Author Tim Newby is a teacher as well as serving as a writer for various music publications including Paste Magazine, Relix Magazine and Honest Tune, where he is a features editor. Following the release of Bluegrass in Baltimore Newby was featured on the Maryland Morning Radio Show on WYPR in an interview with Tom Hall that examined the unique legacy of Baltimore's rich bluegrass history. Newby was also featured on the Bluegrass Byway podcast out of Nashville in an in-depth interview about the book.

Honest Tune Magazine featured an excerpt of the book following its release in June 2015.

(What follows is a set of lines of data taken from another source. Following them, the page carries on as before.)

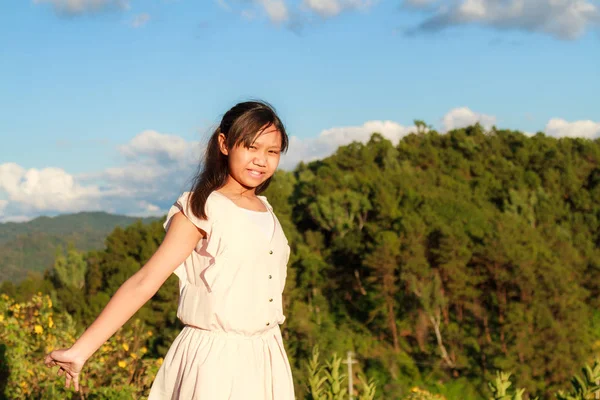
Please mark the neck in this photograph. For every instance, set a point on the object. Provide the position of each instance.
(236, 188)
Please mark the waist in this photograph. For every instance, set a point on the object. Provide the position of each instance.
(267, 333)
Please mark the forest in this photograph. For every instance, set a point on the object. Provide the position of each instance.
(444, 262)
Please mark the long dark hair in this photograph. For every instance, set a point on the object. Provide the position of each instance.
(239, 125)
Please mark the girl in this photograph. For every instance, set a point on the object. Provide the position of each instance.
(227, 247)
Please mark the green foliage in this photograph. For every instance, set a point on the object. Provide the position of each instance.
(329, 383)
(584, 387)
(500, 388)
(30, 246)
(438, 260)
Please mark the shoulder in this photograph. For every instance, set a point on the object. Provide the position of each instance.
(266, 201)
(213, 206)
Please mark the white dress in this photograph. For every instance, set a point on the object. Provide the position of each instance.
(230, 302)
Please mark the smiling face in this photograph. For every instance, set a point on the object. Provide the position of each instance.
(251, 166)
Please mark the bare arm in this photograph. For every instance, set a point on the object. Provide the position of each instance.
(179, 242)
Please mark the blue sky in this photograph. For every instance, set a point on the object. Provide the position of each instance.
(105, 103)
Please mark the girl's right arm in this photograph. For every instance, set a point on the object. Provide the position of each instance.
(180, 240)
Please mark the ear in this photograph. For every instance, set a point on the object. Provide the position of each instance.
(222, 145)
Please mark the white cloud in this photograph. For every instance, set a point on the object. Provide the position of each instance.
(277, 10)
(564, 19)
(330, 139)
(156, 167)
(140, 20)
(78, 7)
(47, 189)
(463, 116)
(330, 8)
(560, 128)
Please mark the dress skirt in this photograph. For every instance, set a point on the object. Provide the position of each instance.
(219, 365)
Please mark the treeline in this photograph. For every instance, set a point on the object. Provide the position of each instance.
(438, 261)
(28, 248)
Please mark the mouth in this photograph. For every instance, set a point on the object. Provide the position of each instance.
(255, 174)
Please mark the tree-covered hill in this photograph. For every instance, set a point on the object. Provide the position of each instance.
(30, 246)
(437, 260)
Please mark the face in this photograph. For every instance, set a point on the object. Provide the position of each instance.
(249, 167)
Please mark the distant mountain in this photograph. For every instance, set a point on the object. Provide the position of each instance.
(30, 246)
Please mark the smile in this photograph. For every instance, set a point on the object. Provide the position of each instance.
(256, 174)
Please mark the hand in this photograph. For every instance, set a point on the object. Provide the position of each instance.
(69, 365)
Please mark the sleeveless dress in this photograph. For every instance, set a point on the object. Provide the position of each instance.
(231, 304)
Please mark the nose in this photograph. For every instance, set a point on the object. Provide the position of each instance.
(260, 160)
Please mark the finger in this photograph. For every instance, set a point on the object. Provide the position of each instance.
(49, 361)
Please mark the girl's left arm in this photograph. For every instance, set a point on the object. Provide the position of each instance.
(180, 240)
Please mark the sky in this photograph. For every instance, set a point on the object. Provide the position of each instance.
(106, 104)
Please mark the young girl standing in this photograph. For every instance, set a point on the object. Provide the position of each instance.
(230, 253)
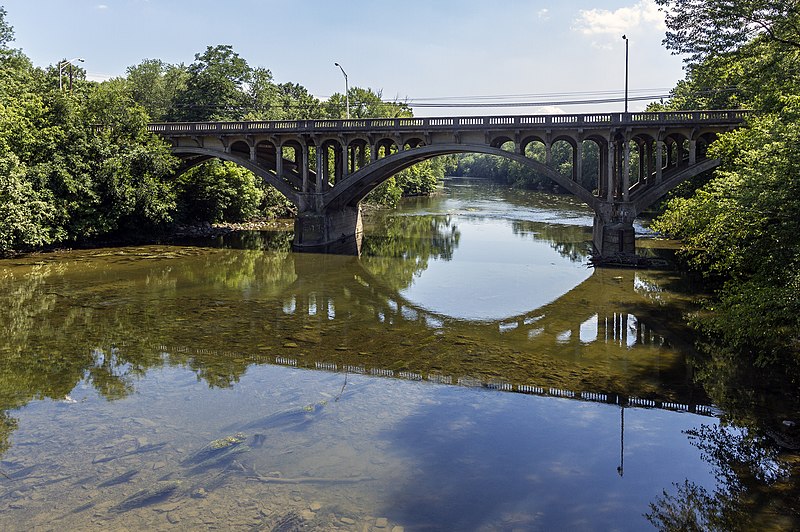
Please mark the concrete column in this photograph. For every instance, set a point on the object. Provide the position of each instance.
(279, 161)
(321, 160)
(345, 166)
(626, 169)
(362, 156)
(643, 162)
(304, 165)
(611, 172)
(659, 160)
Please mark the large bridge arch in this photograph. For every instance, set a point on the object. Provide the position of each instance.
(359, 184)
(197, 155)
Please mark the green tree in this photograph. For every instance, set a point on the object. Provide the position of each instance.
(219, 191)
(154, 85)
(741, 228)
(6, 31)
(707, 28)
(215, 87)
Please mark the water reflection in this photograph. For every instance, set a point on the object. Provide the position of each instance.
(108, 317)
(151, 354)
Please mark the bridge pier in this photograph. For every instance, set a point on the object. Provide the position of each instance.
(331, 231)
(613, 236)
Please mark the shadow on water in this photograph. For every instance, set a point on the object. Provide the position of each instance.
(107, 319)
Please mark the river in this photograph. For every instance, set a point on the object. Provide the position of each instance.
(470, 371)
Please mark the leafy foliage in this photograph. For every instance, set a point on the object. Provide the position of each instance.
(742, 228)
(706, 28)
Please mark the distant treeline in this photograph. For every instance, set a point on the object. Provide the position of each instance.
(63, 180)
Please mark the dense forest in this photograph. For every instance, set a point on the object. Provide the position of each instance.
(77, 161)
(64, 179)
(741, 227)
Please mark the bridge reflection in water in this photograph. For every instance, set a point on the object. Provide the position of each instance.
(607, 349)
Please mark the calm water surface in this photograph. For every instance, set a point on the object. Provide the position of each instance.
(468, 372)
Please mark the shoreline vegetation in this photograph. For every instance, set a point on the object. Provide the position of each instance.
(64, 181)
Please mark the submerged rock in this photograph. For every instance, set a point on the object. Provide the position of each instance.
(293, 418)
(217, 449)
(149, 495)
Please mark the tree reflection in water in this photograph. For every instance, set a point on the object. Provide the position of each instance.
(754, 454)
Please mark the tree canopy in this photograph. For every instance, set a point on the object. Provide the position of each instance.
(702, 29)
(78, 162)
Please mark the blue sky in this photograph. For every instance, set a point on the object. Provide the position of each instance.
(538, 51)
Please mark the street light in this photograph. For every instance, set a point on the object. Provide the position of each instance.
(346, 91)
(626, 72)
(61, 66)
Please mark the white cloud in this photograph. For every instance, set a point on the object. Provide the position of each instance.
(643, 15)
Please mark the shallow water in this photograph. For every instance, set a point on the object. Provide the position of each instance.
(468, 372)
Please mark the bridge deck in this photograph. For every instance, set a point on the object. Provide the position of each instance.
(572, 121)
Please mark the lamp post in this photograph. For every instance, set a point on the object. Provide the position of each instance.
(346, 91)
(626, 72)
(61, 66)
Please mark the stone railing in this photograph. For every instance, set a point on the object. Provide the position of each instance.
(732, 117)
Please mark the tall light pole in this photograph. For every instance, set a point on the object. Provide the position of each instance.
(346, 91)
(61, 66)
(626, 72)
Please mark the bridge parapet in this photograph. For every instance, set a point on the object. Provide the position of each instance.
(684, 118)
(326, 167)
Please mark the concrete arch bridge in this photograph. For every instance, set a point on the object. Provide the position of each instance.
(326, 167)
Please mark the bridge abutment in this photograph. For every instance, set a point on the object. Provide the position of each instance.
(335, 231)
(613, 236)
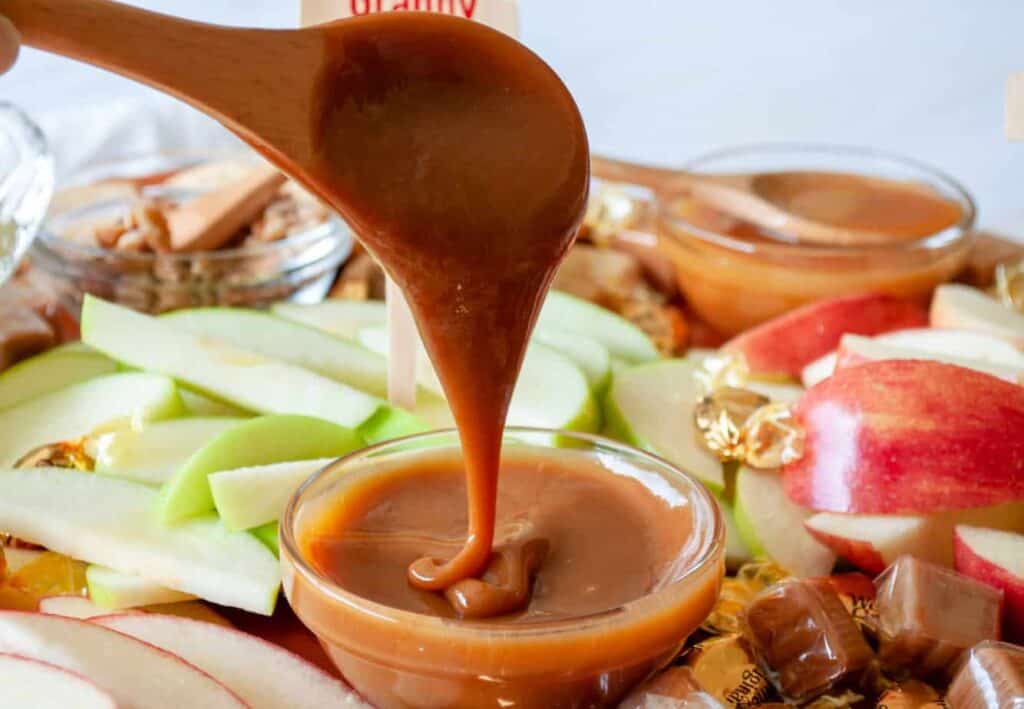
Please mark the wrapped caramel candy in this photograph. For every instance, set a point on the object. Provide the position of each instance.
(674, 689)
(726, 669)
(991, 677)
(801, 632)
(910, 695)
(929, 615)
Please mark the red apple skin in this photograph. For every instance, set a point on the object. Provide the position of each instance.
(972, 565)
(859, 553)
(787, 343)
(908, 436)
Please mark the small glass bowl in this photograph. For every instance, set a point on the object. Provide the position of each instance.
(26, 185)
(299, 267)
(397, 659)
(734, 284)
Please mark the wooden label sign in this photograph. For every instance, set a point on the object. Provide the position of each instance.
(501, 14)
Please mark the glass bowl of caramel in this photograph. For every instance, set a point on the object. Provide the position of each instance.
(633, 561)
(108, 235)
(735, 276)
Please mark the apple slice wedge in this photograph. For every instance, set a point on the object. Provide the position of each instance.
(76, 411)
(152, 454)
(71, 607)
(773, 528)
(253, 496)
(136, 674)
(260, 441)
(341, 360)
(908, 436)
(113, 590)
(51, 371)
(111, 522)
(214, 366)
(788, 343)
(27, 682)
(969, 308)
(280, 679)
(651, 407)
(873, 542)
(854, 350)
(995, 558)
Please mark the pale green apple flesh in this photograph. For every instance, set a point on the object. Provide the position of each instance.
(79, 410)
(253, 496)
(51, 371)
(155, 452)
(257, 442)
(339, 359)
(111, 522)
(113, 590)
(773, 528)
(248, 379)
(623, 339)
(651, 407)
(551, 391)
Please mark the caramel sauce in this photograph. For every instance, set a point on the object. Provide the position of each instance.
(555, 536)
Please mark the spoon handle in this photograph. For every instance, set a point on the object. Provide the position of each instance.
(225, 72)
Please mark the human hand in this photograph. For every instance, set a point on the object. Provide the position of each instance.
(9, 43)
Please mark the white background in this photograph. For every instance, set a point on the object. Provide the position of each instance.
(665, 80)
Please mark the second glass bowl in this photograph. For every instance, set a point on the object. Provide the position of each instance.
(734, 283)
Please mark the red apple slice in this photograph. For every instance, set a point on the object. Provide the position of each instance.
(71, 607)
(135, 673)
(906, 436)
(30, 682)
(871, 542)
(286, 679)
(962, 306)
(787, 343)
(995, 558)
(856, 349)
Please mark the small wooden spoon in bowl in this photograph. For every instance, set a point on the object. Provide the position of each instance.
(812, 207)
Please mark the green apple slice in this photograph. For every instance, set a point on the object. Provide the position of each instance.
(204, 407)
(332, 357)
(51, 371)
(110, 522)
(551, 392)
(651, 407)
(252, 496)
(248, 379)
(113, 590)
(76, 411)
(590, 356)
(623, 339)
(340, 318)
(773, 528)
(268, 536)
(154, 453)
(257, 442)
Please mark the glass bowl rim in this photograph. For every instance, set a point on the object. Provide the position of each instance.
(333, 226)
(710, 519)
(961, 232)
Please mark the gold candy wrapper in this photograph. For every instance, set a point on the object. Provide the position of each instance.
(737, 591)
(725, 668)
(911, 695)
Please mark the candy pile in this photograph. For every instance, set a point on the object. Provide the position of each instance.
(916, 632)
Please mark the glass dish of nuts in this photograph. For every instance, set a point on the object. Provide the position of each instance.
(162, 233)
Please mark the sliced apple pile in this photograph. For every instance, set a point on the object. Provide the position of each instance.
(785, 345)
(968, 308)
(995, 558)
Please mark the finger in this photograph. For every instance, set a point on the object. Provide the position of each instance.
(9, 43)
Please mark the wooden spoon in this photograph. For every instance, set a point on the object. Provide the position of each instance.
(813, 207)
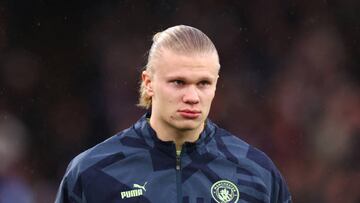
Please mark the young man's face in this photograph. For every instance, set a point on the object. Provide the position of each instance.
(182, 88)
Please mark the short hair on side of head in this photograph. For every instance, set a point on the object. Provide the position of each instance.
(180, 39)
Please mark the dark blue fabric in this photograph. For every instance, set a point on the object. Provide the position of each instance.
(135, 159)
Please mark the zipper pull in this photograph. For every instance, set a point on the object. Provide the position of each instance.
(178, 160)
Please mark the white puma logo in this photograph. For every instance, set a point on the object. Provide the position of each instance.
(140, 186)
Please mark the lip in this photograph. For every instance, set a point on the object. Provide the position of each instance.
(189, 113)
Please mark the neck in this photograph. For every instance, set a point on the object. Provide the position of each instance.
(178, 136)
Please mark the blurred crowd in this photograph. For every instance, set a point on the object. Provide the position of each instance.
(289, 85)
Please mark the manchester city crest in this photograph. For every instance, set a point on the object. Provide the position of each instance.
(224, 191)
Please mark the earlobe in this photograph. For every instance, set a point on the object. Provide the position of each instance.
(147, 81)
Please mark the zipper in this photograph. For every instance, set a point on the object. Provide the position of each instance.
(178, 177)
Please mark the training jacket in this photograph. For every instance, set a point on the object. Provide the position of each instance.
(135, 166)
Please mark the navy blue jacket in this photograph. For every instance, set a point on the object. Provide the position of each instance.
(135, 166)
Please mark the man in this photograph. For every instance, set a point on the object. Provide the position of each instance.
(174, 153)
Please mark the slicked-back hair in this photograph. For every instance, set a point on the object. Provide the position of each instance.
(180, 39)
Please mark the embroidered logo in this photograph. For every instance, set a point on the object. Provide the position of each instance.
(224, 191)
(136, 192)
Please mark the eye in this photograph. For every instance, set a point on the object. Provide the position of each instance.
(204, 83)
(178, 82)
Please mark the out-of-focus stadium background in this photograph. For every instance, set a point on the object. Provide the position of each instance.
(289, 85)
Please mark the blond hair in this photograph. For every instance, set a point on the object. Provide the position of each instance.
(180, 39)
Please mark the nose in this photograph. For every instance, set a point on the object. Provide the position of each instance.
(191, 95)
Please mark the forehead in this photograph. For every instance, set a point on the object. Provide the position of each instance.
(170, 63)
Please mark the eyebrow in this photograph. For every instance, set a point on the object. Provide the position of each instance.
(207, 78)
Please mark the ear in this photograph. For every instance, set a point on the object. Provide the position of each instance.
(147, 81)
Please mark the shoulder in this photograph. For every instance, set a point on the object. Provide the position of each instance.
(252, 162)
(100, 155)
(243, 150)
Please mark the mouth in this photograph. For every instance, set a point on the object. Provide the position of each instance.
(189, 113)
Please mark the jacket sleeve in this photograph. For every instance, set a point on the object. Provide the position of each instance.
(280, 192)
(66, 192)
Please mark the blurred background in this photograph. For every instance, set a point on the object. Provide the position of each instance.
(289, 85)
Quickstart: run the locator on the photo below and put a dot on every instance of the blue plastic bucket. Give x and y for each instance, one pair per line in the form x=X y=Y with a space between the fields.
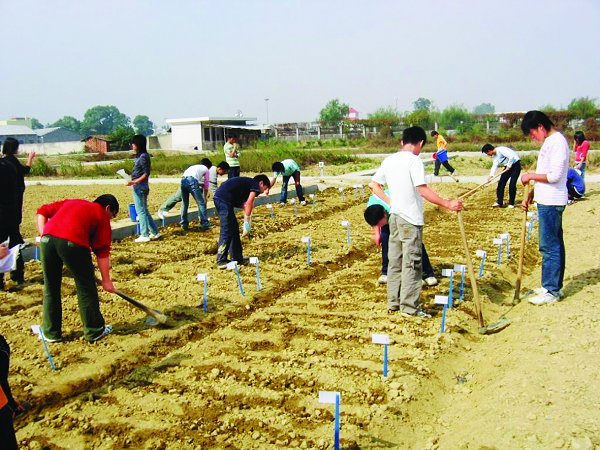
x=132 y=212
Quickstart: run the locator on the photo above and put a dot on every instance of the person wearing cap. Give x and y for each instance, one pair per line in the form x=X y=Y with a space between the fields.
x=288 y=168
x=70 y=231
x=504 y=156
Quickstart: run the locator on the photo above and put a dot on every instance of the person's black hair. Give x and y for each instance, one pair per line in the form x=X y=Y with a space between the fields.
x=579 y=137
x=262 y=177
x=277 y=167
x=140 y=142
x=10 y=146
x=110 y=201
x=486 y=148
x=373 y=214
x=414 y=135
x=533 y=119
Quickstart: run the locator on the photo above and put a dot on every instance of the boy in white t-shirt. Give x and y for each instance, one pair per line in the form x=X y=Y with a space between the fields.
x=551 y=195
x=404 y=174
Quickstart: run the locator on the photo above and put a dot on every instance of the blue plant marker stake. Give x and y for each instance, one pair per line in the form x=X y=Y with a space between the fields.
x=462 y=269
x=450 y=274
x=529 y=229
x=306 y=240
x=332 y=397
x=442 y=300
x=204 y=278
x=254 y=260
x=499 y=243
x=482 y=254
x=382 y=339
x=346 y=224
x=35 y=329
x=233 y=265
x=506 y=237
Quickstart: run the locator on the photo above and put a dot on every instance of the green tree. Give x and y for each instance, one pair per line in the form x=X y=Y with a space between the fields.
x=333 y=112
x=103 y=120
x=69 y=123
x=121 y=137
x=582 y=107
x=421 y=118
x=143 y=125
x=422 y=104
x=455 y=117
x=384 y=113
x=484 y=108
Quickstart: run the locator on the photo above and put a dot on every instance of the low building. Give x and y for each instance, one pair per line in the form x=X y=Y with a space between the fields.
x=57 y=134
x=209 y=133
x=21 y=133
x=97 y=144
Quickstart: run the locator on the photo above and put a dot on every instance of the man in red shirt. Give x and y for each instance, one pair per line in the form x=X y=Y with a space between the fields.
x=71 y=230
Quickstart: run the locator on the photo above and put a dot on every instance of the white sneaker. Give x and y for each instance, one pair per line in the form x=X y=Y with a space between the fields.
x=430 y=281
x=542 y=299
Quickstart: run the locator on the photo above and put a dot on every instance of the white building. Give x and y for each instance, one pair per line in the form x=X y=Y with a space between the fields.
x=208 y=133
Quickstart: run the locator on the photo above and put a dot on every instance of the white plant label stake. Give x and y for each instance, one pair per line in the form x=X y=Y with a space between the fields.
x=332 y=397
x=481 y=254
x=382 y=339
x=233 y=266
x=346 y=224
x=203 y=277
x=254 y=261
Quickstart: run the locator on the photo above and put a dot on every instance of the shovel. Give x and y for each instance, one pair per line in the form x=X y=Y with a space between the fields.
x=483 y=329
x=516 y=297
x=154 y=318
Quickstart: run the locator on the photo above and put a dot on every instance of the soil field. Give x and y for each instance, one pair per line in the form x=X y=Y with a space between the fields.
x=247 y=373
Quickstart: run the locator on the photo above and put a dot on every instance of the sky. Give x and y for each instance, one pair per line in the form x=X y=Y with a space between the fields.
x=196 y=58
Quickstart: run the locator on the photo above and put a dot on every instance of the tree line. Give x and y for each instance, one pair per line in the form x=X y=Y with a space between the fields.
x=105 y=121
x=458 y=117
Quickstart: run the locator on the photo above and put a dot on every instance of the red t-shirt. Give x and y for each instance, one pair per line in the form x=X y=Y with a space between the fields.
x=82 y=222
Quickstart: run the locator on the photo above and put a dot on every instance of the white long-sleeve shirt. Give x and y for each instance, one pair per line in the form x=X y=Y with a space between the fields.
x=553 y=160
x=504 y=156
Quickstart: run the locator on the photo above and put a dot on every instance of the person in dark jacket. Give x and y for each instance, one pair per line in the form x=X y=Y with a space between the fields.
x=13 y=218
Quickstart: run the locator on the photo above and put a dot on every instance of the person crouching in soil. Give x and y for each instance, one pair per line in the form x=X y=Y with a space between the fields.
x=69 y=229
x=237 y=192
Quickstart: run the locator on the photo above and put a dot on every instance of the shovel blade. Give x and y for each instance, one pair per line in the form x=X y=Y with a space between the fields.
x=495 y=327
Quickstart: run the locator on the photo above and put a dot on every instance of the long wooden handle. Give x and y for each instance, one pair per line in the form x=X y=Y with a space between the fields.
x=475 y=189
x=478 y=308
x=160 y=317
x=517 y=295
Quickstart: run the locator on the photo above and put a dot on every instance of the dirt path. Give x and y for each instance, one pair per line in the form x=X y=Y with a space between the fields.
x=247 y=373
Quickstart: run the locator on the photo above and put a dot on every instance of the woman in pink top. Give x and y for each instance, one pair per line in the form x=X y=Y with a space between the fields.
x=580 y=147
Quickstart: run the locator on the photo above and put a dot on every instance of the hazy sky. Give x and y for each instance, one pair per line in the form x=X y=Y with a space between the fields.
x=185 y=58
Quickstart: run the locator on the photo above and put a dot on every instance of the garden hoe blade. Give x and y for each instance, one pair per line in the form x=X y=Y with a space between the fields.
x=492 y=328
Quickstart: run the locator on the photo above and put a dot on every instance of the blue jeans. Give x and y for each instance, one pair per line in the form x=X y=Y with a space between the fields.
x=190 y=185
x=230 y=243
x=299 y=190
x=140 y=198
x=552 y=247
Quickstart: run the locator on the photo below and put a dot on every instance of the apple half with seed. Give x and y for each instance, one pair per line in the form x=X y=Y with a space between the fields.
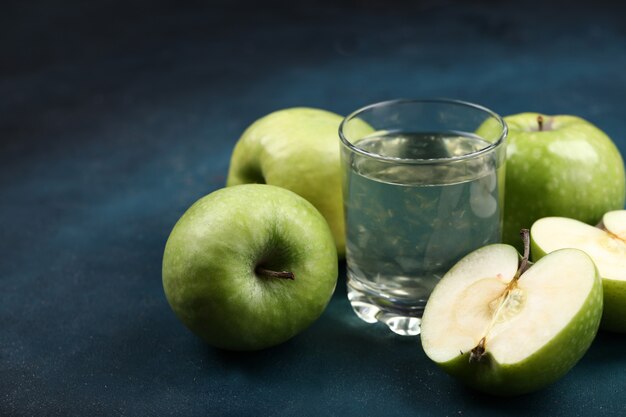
x=605 y=244
x=507 y=327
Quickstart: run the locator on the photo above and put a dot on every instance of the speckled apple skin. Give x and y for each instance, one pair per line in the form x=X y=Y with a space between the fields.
x=571 y=169
x=542 y=368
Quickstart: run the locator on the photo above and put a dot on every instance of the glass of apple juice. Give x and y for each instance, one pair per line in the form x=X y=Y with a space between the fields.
x=423 y=185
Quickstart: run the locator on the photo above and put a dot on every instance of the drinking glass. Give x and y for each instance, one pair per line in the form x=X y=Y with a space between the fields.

In November 2016, the book was awarded a Certificate of Merit from the Association for Recorded Sound Collections for excellence in Best Research in Recorded Country Music. In January 2017 it was named one of the thirty best books about bluegrass music by About Great Books.

==Reviews==
- Baltimore Magazine, October 2015: "Newby's work is momentous as it is the first compendium to examine this deeply rooted tradition."
- Live for Live Music, October 1, 2015: "The work takes an in-depth look at the way bluegrass and Baltimore's histories coincided, as musicians relied on Americana music to bring people together during the tough, post-War times."
- Baltimore Guide, October 7, 2015: "When you think of the Baltimore music scene, the folksy, Americana melodies of bluegrass might be the last thing that comes to mind. However, Baltimore really did act as a crucial and influential epicenter for this growing music scene. The book, Bluegrass in Baltimore: The Hard Drivin' Sound and its Legacy, by Tim Newby, analyzes and brings to light this rich and hidden history."
- Baltimore City Paper, October 21, 2015: "Easy-to-read journalism, this book takes a broader view of Maryland's string-band scene, both urban and rural, both past and present...Bluegrass in Baltimore: The Hard Drivin' Sound and its Legacy tell[s] those stories in far more detail than they've ever been told in print before."
- Bluegrass Unlimited, December 1, 2015: "Tim Newby has done a good job of documenting Baltimore’s rich bluegrass history. There is plenty of information here along with some highly entertaining stories. Recommended for sure."
- Journal of Southern History, November 2016: "Newby’s book delivers solid contributions to the historiography of bluegrass music, offering a fresh investigation of urban bluegrass in a working-class city. The book effectively expands the biographies of both long-revered artists (Dickens, Gerrard, McCoury, Seeger) and those less recognized (Hensley, Hooper, Taylor). The in-depth profile of Taylor’s career and contextualization of his group’s historic Carnegie Hall concert in 1959 are long overdue. In addition, the chapter on Reed incorporates illuminating discussions of Sunset Park and New River Ranch, two rural parks just outside Baltimore that were critical venues in the early days of bluegrass."
- About Great Books, January 2017: "Author Tim Newby meticulously sculpts the history of the string-band scene in a major industrial city. Newby portrays the essence of Baltimore bluegrass as a melting pot of urban and rural influences. Readers also watch bluegrass’ uphill battle with prejudice against its hillbilly roots."
- Association for Recorded Sound Collections, Fall 2016: "One hopes that there will be future editions, because this is an important book. The level of detail that Tim Newby has reconstructed is very impressive, as is the documentary contribution of his interviews with veterans of the Baltimore bluegrass scene. Bluegrass in Baltimore is a notable contribution to the study of bluegrass music, the folk revival, and the Appalachian diaspora."
- AmericanaUK, October 21, 2021: "Tim Newby paints a colourful picture of an emerging set of folk enthusiasts who are intent on creating an exciting and hard-driving sound."